顧清木咬了一口白菜。心裡想著:真是親媽。一工作起來就不管女兒死活了。
就在她有些鬱悶扒著飯時。一個銀色的保溫桶就放在她的桌子上。顧清木有些詫異地抬頭。是葉挽安。
葉挽安琉璃色的眼眸看了她一眼。隨即又低著頭不看她。聲音溫柔道「裡面有你愛吃的。」
顧清木黑亮的眼眸瞟了一眼保溫桶。果然都是她愛吃的糖醋排骨和可樂雞翅。要是以前。顧清木肯定不會客氣。可是現在。她猶豫了。
想了一會。顧清木將保溫桶放回了她的桌子。聲音平靜道「謝謝。還是你吃吧。」然後低頭繼續扒飯。
葉挽安明亮的眼眸一黯。沒再說什麼。眼眸里是揮灑不掉的失落和落寞。
接近下午六點半。數學老師才放蔣優秀和顧清木離開。冬天的白天本來就短。下午六點半的天色已經有些黑沉。

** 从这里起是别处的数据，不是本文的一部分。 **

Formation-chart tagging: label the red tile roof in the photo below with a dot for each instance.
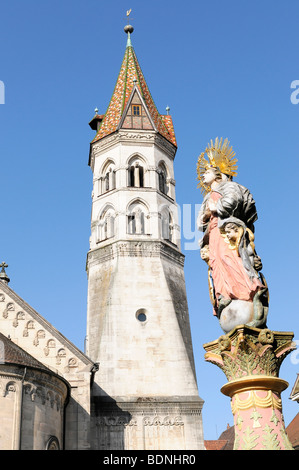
(130, 72)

南方的冬天再冷穿件薄羽絨服就可以了。顧清木本來就挺高瘦的。一件黑色羊羔絨夾克搭了一條黑色修身黑褲。脖子上戴著一條深灰色的圍巾。雌雄莫辨的清秀五官。看起來又帥又酷。
顧清木正準備往車棚走去。就看見了一個纖細的身影。她穿了一件白色簡約羽絨服搭了一條淺灰色的亞麻褲。鞋子則配了一雙淑女款的小皮鞋。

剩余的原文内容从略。